- IATA: none; ICAO: none;

Summary
- Airport type: Military
- Owner: Syrian Armed Forces
- Operator: Syrian Air Force; Turkish Air Force;
- Location: Taftanaz, Idlib Governorate
- In use: 1940-present
- Elevation AMSL: 1,027 ft / 313 m
- Coordinates: 35°58′20″N 036°46′59″E﻿ / ﻿35.97222°N 36.78306°E

Map
- Taftanaz Air Base Location in Syria

Runways
| Direction | Length |  | Surface |
| ft | m |
| 00/00 | 0,000 | 0,000 | Concrete |

= Taftanaz Air Base =

Taftanaz Air Base is an airbase located 1.7 mi south of Taftanaz, Idlib Governorate and 1.8 mi east of Ta'um, Idlib Governorate, Syria.

Taftanaz was home to two squadrons of Mil-8/17 Hip helicopters until its capture by the Syrian Opposition.
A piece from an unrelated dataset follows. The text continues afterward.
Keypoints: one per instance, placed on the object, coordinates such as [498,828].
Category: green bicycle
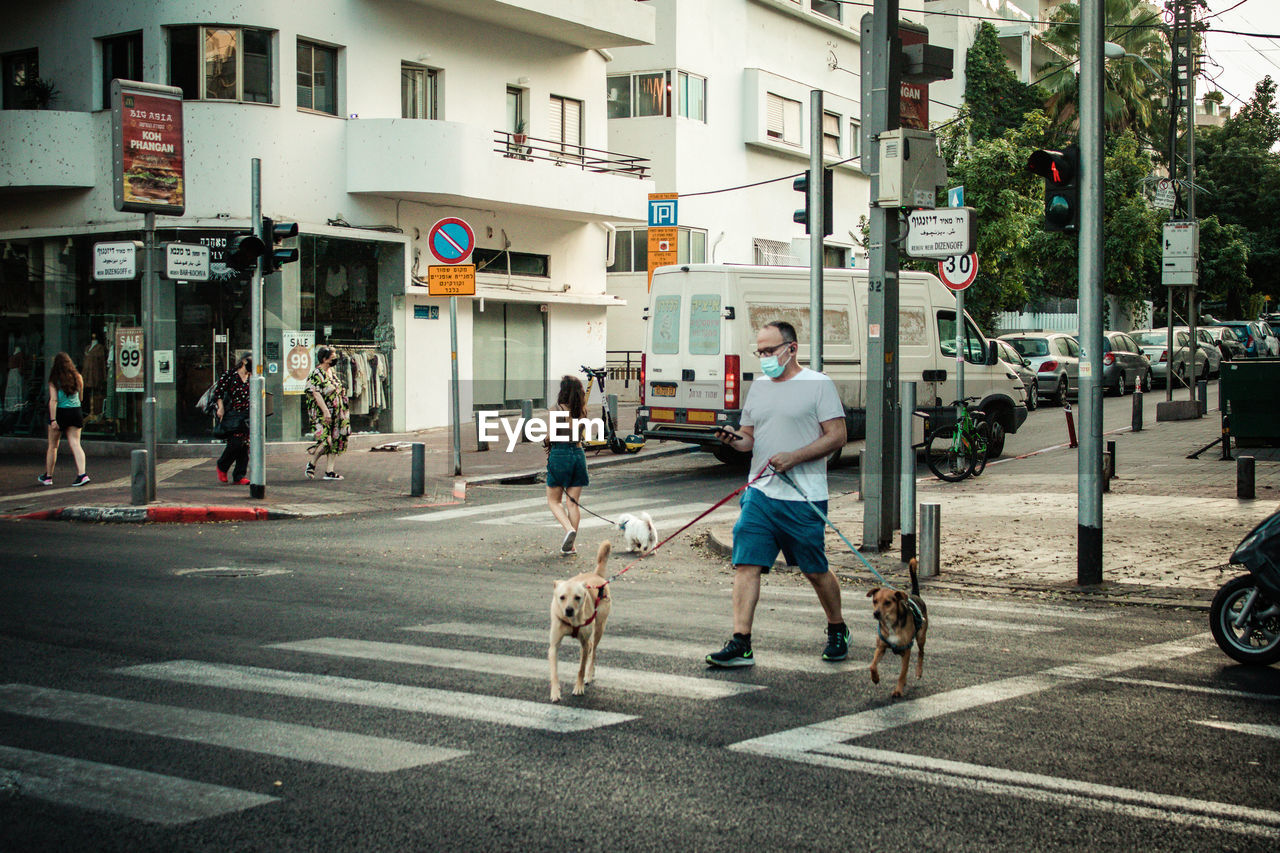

Led by fighters from the Al-Nusra Front and an Ahrar al-Sham battalion, Syrian rebels overran Taftanaz during the second week of January 2013.

On 6 February 2020, the Turkish Armed Forces constructed a military installation on the premises of the airbase, as Ba'athist Syrian forces advanced toward it during the 2020 Northwestern Syria offensive. It was targeted with airstrikes by the Syrian Air Force just hours after being constructed.

On 2 March 2020, the Syrian Observatory for Human Rights reported a Syrian Government attack on Taftanaz Airbase leaving one Turkish soldier dead and three wounded.